Predictive Maintenance Platform

End-to-end ML platform for turbofan engine RUL forecasting, failure classification, and anomaly detection using NASA CMAPSS FD001 dataset

What This Does

Predicts when a turbofan engine will fail based on multivariate sensor readings. Given a window of sensor data, the platform returns:

RUL Forecast -- estimated remaining useful life (cycles)
Failure Probability -- likelihood of failure within the next 30 cycles
Anomaly Score -- how erratic the sensor behavior is (detrended prediction volatility)
Alert Level -- NORMAL, WARNING, or CRITICAL with recommended maintenance action

Trained on the NASA CMAPSS FD001 dataset (100 engines, 21 sensors, run-to-failure).

Architecture

                    +------------------+
                    |   Dashboard UI   |
                    |  (localhost:8000) |
                    +--------+---------+
                             |
                    +--------v---------+
                    |    FastAPI        |
                    |  Score / Train   |
                    +--+-----+-----+---+
                       |     |     |
            +----------+  +--+--+  +----------+
            |             |     |             |
    +-------v---+  +------v-+  +v--------+  +v-----------+
    | LightGBM  |  | Alert  |  | Metrics |  |  Storage   |
    | Forecast  |  | Engine |  | Prom.   |  | DuckDB     |
    | + Failure |  +--------+  +---------+  | SQLite     |
    +-----------+                           +------------+

    Training Pipeline (Prefect):
    Ingest -> Validate -> Feature Eng -> Split -> Train -> Evaluate -> Register

Tech Stack

Layer	Technology
API	FastAPI, Uvicorn
Models	LightGBM (forecast + failure classifier)
Features	Pandas, NumPy (lag, rolling, delta, trend features)
Pipeline Orchestration	Prefect (DAG visualization, task state tracking)
Experiment Tracking	MLflow + MinIO (S3-compatible artifact storage)
Monitoring	Prometheus (metrics collection) + Grafana (dashboards)
Storage	DuckDB (features), SQLite (alerts), MinIO (model artifacts)
Validation	Pandera (schema validation), Pydantic (API schemas)
Deployment	Docker, Docker Compose, GCP free-tier VM

Quick Start

git clone https://github.com/sherozshaikh/predictive-maintenance-platform.git
cd predictive-maintenance-platform

Option A: Docker (recommended)

Start Docker (Docker Desktop, or Colima on macOS: colima start --memory 4 --cpu 2).

make up

Open http://localhost:8000 -- pre-trained models are included. Click Run Prediction to see results.

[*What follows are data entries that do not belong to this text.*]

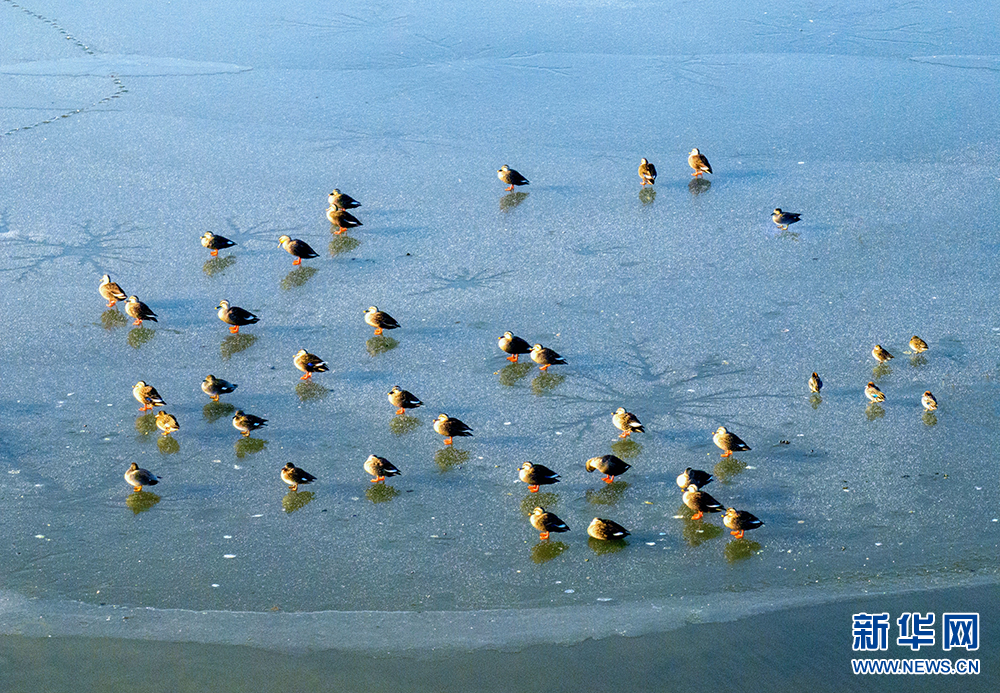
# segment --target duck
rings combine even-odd
[[[538,535],[539,541],[548,539],[551,532],[569,531],[569,526],[560,520],[558,515],[550,513],[541,506],[531,511],[531,515],[528,516],[528,522],[531,523],[532,527],[541,532]]]
[[[642,184],[652,185],[656,182],[656,167],[653,164],[646,161],[646,159],[639,160],[639,178],[642,179]]]
[[[819,375],[814,371],[812,376],[809,378],[809,392],[819,392],[823,389],[823,381],[819,379]]]
[[[538,370],[545,372],[549,366],[565,365],[566,361],[552,349],[547,349],[541,344],[531,347],[531,360],[538,364]]]
[[[165,411],[156,412],[156,427],[165,436],[179,430],[181,425],[177,423],[177,417]]]
[[[166,404],[156,388],[142,380],[132,386],[132,396],[142,405],[139,411],[149,411],[153,407],[162,407]]]
[[[743,533],[747,530],[764,526],[764,523],[758,520],[753,513],[749,513],[746,510],[737,510],[736,508],[726,509],[726,514],[722,516],[722,523],[733,530],[730,534],[737,539],[742,539]]]
[[[694,169],[692,176],[700,177],[702,174],[712,172],[712,165],[708,163],[708,158],[699,152],[697,147],[688,154],[688,166]]]
[[[360,202],[347,193],[340,192],[337,188],[333,189],[333,192],[326,198],[326,201],[331,207],[336,207],[337,209],[357,209],[361,206]]]
[[[371,480],[373,484],[385,481],[387,476],[399,476],[402,474],[392,462],[378,455],[368,456],[368,459],[365,460],[365,471],[375,477]]]
[[[687,467],[683,472],[677,475],[677,485],[682,489],[687,489],[688,486],[694,486],[700,491],[702,487],[707,486],[714,478],[715,477],[708,472]]]
[[[341,209],[339,207],[330,207],[327,209],[326,218],[330,220],[331,225],[337,227],[337,230],[333,232],[333,235],[335,236],[339,236],[340,234],[346,232],[347,229],[364,226],[360,219],[348,212],[346,209]]]
[[[295,358],[292,359],[292,363],[295,364],[296,368],[305,373],[299,380],[309,380],[313,373],[326,373],[330,370],[326,365],[326,361],[316,354],[310,354],[305,349],[299,349],[298,353],[295,354]]]
[[[868,400],[871,402],[885,401],[885,394],[881,390],[879,390],[878,385],[876,385],[871,380],[869,380],[868,384],[865,385],[865,397],[867,397]]]
[[[507,360],[511,363],[517,363],[519,355],[531,353],[531,345],[520,337],[516,337],[510,330],[503,333],[497,342],[497,346],[500,347],[500,351],[510,354]]]
[[[528,485],[528,490],[532,493],[538,493],[539,486],[559,483],[559,475],[543,464],[525,462],[518,470],[517,476]]]
[[[621,476],[629,469],[632,468],[625,460],[614,455],[601,455],[600,457],[591,457],[584,464],[584,468],[588,472],[592,472],[595,469],[601,474],[604,474],[602,481],[606,484],[610,484],[615,480],[616,476]]]
[[[365,311],[365,322],[375,328],[376,336],[382,334],[382,330],[395,330],[399,327],[395,318],[379,310],[378,306],[368,306],[368,310]]]
[[[242,433],[244,438],[250,435],[250,431],[256,431],[266,425],[267,419],[253,414],[245,414],[242,409],[237,409],[236,413],[233,414],[233,428]]]
[[[129,296],[128,300],[125,301],[125,312],[135,318],[135,322],[132,323],[135,326],[142,325],[143,320],[159,322],[159,320],[156,319],[156,313],[150,310],[149,306],[135,296]]]
[[[289,462],[281,468],[281,480],[291,487],[290,490],[298,491],[299,484],[311,484],[316,481],[316,477],[301,467],[296,467],[294,464]]]
[[[507,164],[497,169],[497,178],[507,184],[508,192],[513,190],[515,185],[528,185],[528,179]]]
[[[234,383],[216,378],[211,374],[206,375],[205,379],[201,381],[201,391],[211,397],[213,402],[219,401],[219,395],[228,395],[235,389]]]
[[[886,351],[881,344],[876,344],[874,347],[872,347],[872,356],[874,356],[875,360],[878,361],[879,363],[885,363],[890,359],[896,358],[888,351]]]
[[[722,503],[712,498],[704,491],[699,491],[698,487],[691,484],[682,496],[684,505],[694,511],[692,520],[700,520],[705,513],[721,513],[726,509]]]
[[[97,290],[101,293],[101,297],[108,302],[108,308],[114,308],[118,301],[124,301],[128,298],[122,288],[111,281],[111,275],[108,274],[101,277],[101,284]]]
[[[423,406],[423,402],[414,397],[412,392],[403,390],[399,385],[393,385],[389,390],[389,404],[396,407],[396,415],[403,416],[407,409],[416,409]]]
[[[445,445],[451,445],[452,438],[462,438],[472,435],[471,428],[447,414],[438,414],[438,417],[434,419],[434,431],[444,436]]]
[[[775,207],[774,211],[771,213],[771,221],[778,225],[782,231],[788,230],[789,224],[794,224],[800,221],[802,218],[801,214],[796,214],[795,212],[782,212],[781,207]]]
[[[595,517],[587,526],[587,534],[601,541],[612,541],[624,539],[629,535],[629,531],[614,520]]]
[[[715,433],[712,434],[712,442],[723,451],[719,457],[731,457],[734,452],[748,452],[750,450],[750,446],[744,443],[742,438],[727,431],[725,426],[719,426],[716,429]]]
[[[132,490],[136,493],[139,493],[143,486],[156,486],[160,483],[158,476],[148,469],[141,468],[135,462],[130,464],[128,471],[125,472],[125,481],[131,484]]]
[[[244,325],[260,322],[260,318],[249,310],[244,310],[239,306],[230,306],[229,301],[219,301],[216,310],[219,311],[219,320],[229,325],[229,331],[233,334],[239,333],[240,328]]]
[[[286,253],[295,258],[292,260],[293,265],[301,265],[303,260],[311,260],[314,257],[319,257],[319,253],[313,250],[308,243],[300,241],[298,238],[291,238],[290,236],[279,237],[278,247],[284,248]]]
[[[220,250],[232,248],[236,243],[225,236],[216,236],[211,231],[206,231],[201,236],[201,244],[212,251],[212,257],[216,257]]]
[[[639,417],[632,412],[625,411],[625,407],[618,407],[614,414],[611,415],[611,422],[615,425],[621,433],[618,434],[619,438],[628,438],[633,433],[645,433],[646,429],[642,427],[642,423],[639,422]]]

Option B: Local (no Docker)

uv venv .venv --python 3.11 && source .venv/bin/activate
uv pip install -e ".[dev]"
PYTHONPATH=. uvicorn apps.api.main:app --host 0.0.0.0 --port 8000

Service Dashboard

When running with make up, all services are available:

URL	Service
http://localhost:8000	Platform Dashboard
http://localhost:8000/docs	Swagger API Docs
http://localhost:4200	Prefect Pipeline UI
http://localhost:5000	MLflow Experiment Tracking
http://localhost:9001	MinIO Console (minioadmin / minioadmin)
http://localhost:9090	Prometheus
http://localhost:3000	Grafana (admin / admin)

Models

LightGBM RUL Forecast (Regression)

Predicts remaining useful life from 155 engineered features (lag, rolling mean/std, delta, linear trend slope, normalized cycle index) across 14 selected sensors.

Metric	Value
RMSE	10.35
MAE	7.16
R2	0.939

LightGBM Failure Classifier (Binary)

Predicts whether the engine will fail within the next 30 cycles.

Metric	Value
AUC-ROC	0.996
F1	0.918
Precision	0.902
Recall	0.934

Benchmark: LightGBM vs H2O AutoML

H2O AutoML was benchmarked against LightGBM on the same train/validation split. H2O trains GBM, XGBoost, DRF, GLM, Deep Learning, and Stacked Ensembles, then picks the best model.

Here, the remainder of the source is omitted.